THE BRITISH home secretary Jacqui Smith has insisted that the British government has not struck a deal with the DUP to ensure that its nine MPs will vote for the Bill to extend the period terrorism suspects can be detained without charge from 28 to 42 days.
Ms Smith said "absolutely not" when asked yesterday had the British government pledged £200 million in extra funding to the Northern Executive in exchange for the DUP votes on Wednesday.
Such is the internal British Labour opposition to the Bill that the vote could be lost without the support of the DUP.

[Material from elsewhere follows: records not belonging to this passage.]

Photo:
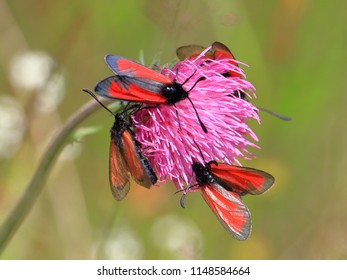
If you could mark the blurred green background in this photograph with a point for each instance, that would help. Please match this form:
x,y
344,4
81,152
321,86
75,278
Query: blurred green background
x,y
297,52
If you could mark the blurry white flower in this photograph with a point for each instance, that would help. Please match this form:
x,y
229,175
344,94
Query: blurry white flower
x,y
51,94
12,126
33,71
180,237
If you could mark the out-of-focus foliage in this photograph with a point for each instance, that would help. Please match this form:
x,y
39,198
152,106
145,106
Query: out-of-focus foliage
x,y
296,50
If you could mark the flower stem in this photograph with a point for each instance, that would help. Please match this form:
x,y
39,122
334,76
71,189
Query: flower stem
x,y
36,184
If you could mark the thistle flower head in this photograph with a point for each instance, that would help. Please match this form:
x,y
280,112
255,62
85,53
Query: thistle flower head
x,y
171,135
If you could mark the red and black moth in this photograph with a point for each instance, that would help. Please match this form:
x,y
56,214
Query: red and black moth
x,y
138,83
216,52
125,158
222,186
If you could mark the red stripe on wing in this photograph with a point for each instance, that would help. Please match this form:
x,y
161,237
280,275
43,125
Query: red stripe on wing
x,y
229,209
135,161
126,67
128,89
119,174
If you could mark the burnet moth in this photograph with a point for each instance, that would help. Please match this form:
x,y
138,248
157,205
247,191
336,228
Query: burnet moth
x,y
138,83
125,158
222,186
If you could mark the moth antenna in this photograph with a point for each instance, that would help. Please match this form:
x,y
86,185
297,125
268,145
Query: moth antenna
x,y
201,154
197,115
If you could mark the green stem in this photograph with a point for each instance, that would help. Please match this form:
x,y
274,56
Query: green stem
x,y
35,186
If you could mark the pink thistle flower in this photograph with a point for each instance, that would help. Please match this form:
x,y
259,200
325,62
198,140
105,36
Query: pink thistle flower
x,y
171,136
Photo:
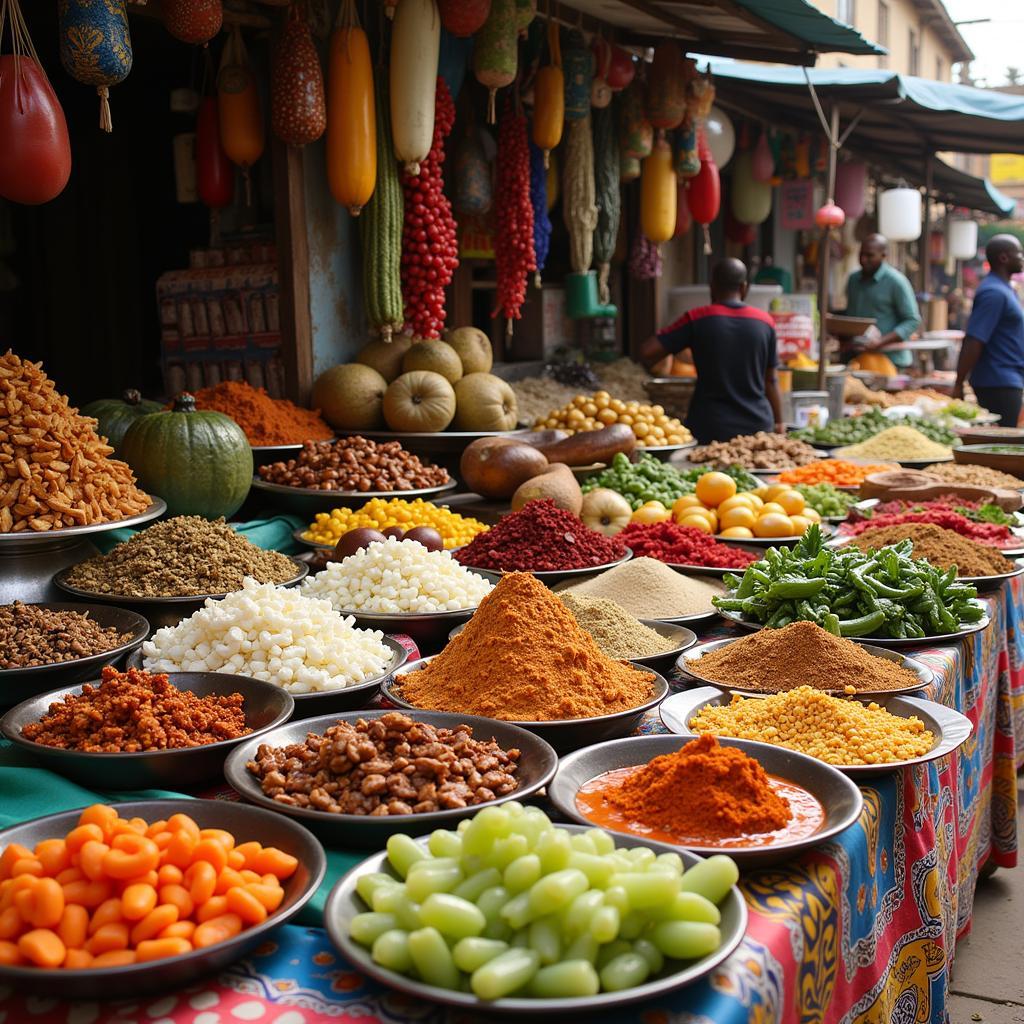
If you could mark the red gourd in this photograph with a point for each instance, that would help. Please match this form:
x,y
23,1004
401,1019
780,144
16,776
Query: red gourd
x,y
215,175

However, SDLP leader Mark Durkan said the British government had told him a deal with the DUP was not ruled out. He said his party's three MPs would oppose the 42-day detention and also the plans to hold some inquests in secret. He suspected the British government was intent on introducing a form of internment.
"It is clear that the government wants to salami slice our civil liberties. First they wanted detention for seven days, then 14, now 42. And it won't stop there. One of the most senior police officers in Britain has called for people to be detained without charge 'for as long as it takes'. That's internment by any other name," he said.
"Instead of inching towards internment, the British government should be reforming the law so that those who are involved in terrorist atrocities are charged and tried. It stands justice on its head to lock people up for weeks without charge - and flies in the face of human rights," he added.
Mr Durkan said the SDLP has also put down amendments opposing plans for secret inquests.
"In a throwback to the old Stormont regime's Special Powers Act, these proposals mean that a secretary of state can sack a jury at an inquest at any time for almost any reason. So families who suffered secret state murders now face secret inquests into them. This only adds further insult to the very deep injury that these families have already suffered."